I opened my mouth and let out a scream that was a sound like nothing I’d ever made before. It might have been mixed with several curse words, but if the key was to be loud, I’d nailed it. And in my terror, I didn’t stop with one little yell, I kept up a steady stream of vocalized fright at the top of my lungs and raised my arms up over my head. I could be loud, but big was a lot harder for me to manage.

The cat crouched lower, considering me, the yellow eyes steady on me as it undoubtedly considered how best to attack.

My screams of fear turned to sounds of horror, though, when another animal came tearing up the hill to my left, circling behind the lion and barking like her life depended on it—or maybe the life of one of her pups.

Matilda, snarling and fierce, stopped just feet from the mountain lion, pulling it’s attention from me and the puppy.

The big cat snarled and sprang.

Chapter 19

CAMERON

Iwatched my sister get married and felt like I was standing outside myself, like a spectator instead of a participant. From my mental distance, I could see more clearly, could consider more objectively. My sister was beautiful, and so happy as I delivered her to Connor at the end of the aisle. I had an overwhelming sense of rightness as I clapped him on the back and smiled at him. This was meant to be. I was certain of it.

And I was stunned, not for the first time, when I caught sight of Harper. She wore a simple pink sheath dress, high-heeled sandals, and her hair pulled up off her neck in a simple twist on the back of her head. She was gorgeous, and as she stood at the back of the grove with her clipboard, quietly orchestrating every last detail of the event, it occurred to me how talented she was. She’d created all of this from nothing more than a thought, an idea. She’d made it real and built the perfect place for my sister’s wedding by simply wiling it all into happening.

I knew she was brilliant, and obviously she was good at her job, but I thought there was more to it.

I watched her throughout the ceremony—I couldn’t have helped it if I’d wanted to. She shone like honesty and truth as she stood at the back of the crowd, and I wished I could be as authentic and true as she was every minute of her life. There was nothing hidden about Harper—she’d never hidden her feelings from me, and all she’d asked of me was to do the same, to be honest. With her, with myself.
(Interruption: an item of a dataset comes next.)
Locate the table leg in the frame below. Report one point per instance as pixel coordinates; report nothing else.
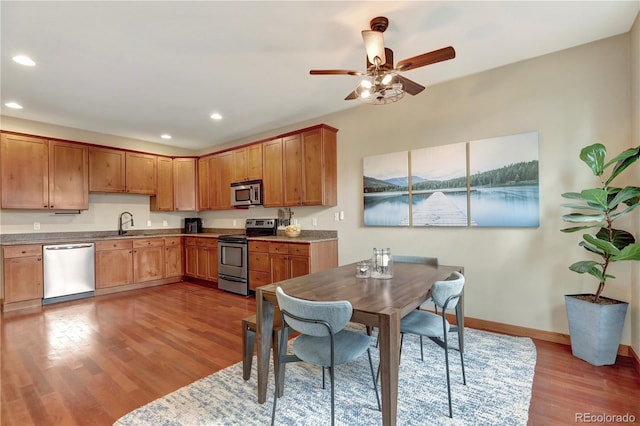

But I couldn’t. Being honest would mean letting go of the guilt and regret I’d gathered and held close all these years. It would mean pushing those things away and stepping forward into Harper’s light, stripping myself of whatever armor I’d managed to cobble together and being vulnerable to a world that I felt had already hurt me so many times. How could a person do that? How could someone willingly stand emotionally naked, knowing they might end up hurt more deeply than ever before?